7

I have a python package with many modules built into an .egg file and I want to use this inside zeppelin notebook. Acc to the zeppelin documentation, to pass this package to zeppelin spark interpreter, you can export it through --files option in SPARK_SUBMIT_OPTIONS in conf/zeppelin-env.sh. I have the following questions regarding this:

  1. In pyspark shell, .egg file given with --py-files is working (i.e I am able to import the module inside the package inside the pyspark shell), while the same .egg file with --files option is not working (ImportError: No module named XX.xx)

  2. Adding the .egg file via --py-files option in SPARK_SUBMIT_OPTIONS in zeppelin causes error: Error: --py-files given but primary resource is not a Python script. As per my understanding, whatever being given in SPARK_SUBMIT_OPTIONS is passed to spark-submit command, but why is --py-files throwing error?

  3. When I add the .egg through the --files option in SPARK_SUBMIT_OPTIONS , zeppelin notebook is not throwing error, but I am not able to import the module inside the zeppelin notebook.
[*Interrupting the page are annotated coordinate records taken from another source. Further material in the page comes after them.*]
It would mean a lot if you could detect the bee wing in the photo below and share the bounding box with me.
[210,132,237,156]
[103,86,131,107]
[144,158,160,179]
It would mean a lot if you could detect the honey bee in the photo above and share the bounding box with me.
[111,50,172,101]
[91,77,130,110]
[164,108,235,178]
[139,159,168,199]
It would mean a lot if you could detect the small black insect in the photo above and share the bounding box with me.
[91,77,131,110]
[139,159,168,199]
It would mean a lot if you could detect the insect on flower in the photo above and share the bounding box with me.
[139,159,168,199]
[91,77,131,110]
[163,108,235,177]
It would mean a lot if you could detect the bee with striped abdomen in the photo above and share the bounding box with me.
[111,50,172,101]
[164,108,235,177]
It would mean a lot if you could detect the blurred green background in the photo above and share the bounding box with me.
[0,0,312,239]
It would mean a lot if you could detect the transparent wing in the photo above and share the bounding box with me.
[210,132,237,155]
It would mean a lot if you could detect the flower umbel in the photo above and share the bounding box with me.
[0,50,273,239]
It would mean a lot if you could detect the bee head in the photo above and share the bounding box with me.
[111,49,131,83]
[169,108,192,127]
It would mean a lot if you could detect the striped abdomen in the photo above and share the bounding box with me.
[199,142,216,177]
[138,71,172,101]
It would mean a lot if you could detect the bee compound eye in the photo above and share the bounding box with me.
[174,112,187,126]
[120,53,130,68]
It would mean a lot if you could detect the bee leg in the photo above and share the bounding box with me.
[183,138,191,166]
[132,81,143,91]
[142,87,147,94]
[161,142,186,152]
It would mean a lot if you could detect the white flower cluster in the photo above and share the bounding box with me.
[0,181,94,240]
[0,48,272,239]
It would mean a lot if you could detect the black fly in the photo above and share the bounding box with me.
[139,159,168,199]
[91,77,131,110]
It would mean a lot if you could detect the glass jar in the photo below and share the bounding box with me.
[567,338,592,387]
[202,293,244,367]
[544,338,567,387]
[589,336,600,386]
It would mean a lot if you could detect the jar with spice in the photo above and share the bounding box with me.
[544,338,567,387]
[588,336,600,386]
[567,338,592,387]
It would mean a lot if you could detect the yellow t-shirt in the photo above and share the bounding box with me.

What's the correct way to pass an .egg file zeppelin spark intrepreter?

Spark version is 1.6.2 and zeppelin version is 0.6.0

The zepplein-env.sh file contains the follwing:

export SPARK_HOME=/home/me/spark-1.6.1-bin-hadoop2.6
export SPARK_SUBMIT_OPTIONS="--jars /home/me/spark-csv-1.5.0-s_2.10.jar,/home/me/commons-csv-1.4.jar --files /home/me/models/Churn-zeppelin/package/build/dist/fly_libs-1.1-py2.7.egg"
Meethu Mathew
  • 431
  • 1
  • 6
  • 15
  • 1
    Which versions of Spark/Zepplin are you using? – Yaron Jan 31 '17 at 11:56
  • Can you post the whole command as well? – 1ambda Jan 31 '17 at 12:40
  • Spark version 1.6.2 and zeppelin 0.6.0 – Meethu Mathew Feb 01 '17 at 03:52
  • 2
    @MeethuMathew: Did you resolve this in the end? I see exactly the same as you with Zeppelin 0.7.0 pointing at Spark 2.1.0. I see you also raised the JIRA issue at https://issues.apache.org/jira/browse/ZEPPELIN-2136. Yes, the `sc.addPyFile()` works around it but it's not really practical for sharing multiple dependencies with other users of Zeppelin. Another workaround is to install your eggs in site-packages on all nodes and then use the `PYSPARK_PYTHON` variable in `zeppelin-env.sh` to give the path to python (including the executable itself). The path must be the same on all nodes. – snark Jan 04 '18 at 15:31
  • @snark the sc.addPyFile() – Meethu Mathew Feb 07 '18 at 09:56

1 Answers1

0

if you have a python dependecy package spark_utils.zip contains

src/hdfs_utils.py

and you can use it with 2 way

sc.addPyFile

%pyspark

sc.addPyFile("/mnt/zeppelin/python-packages/spark_utils.zip")
from src.hdfs_utils import get_hdfs_paths, delete_path

spark.submit.pyFiles

in another way, config spark.submit.pyFiles

%spark.conf

# python venv
PYSPARK_PYTHON               /mnt/zeppelin/python-venv/bin/python
PYSPARK_DRIVER_PYTHON        /mnt/zeppelin/python-venv/bin/python

# dependency
spark.submit.pyFiles /mnt/zeppelin/python-packages/spark_utils.zip

and you can just use it like this:

%pyspark

from src.hdfs_utils import get_hdfs_paths, delete_path

the first use dynamic load for develop

the scond use pre defined pakcage in config file in prod

geosmart
  • 518
  • 4
  • 15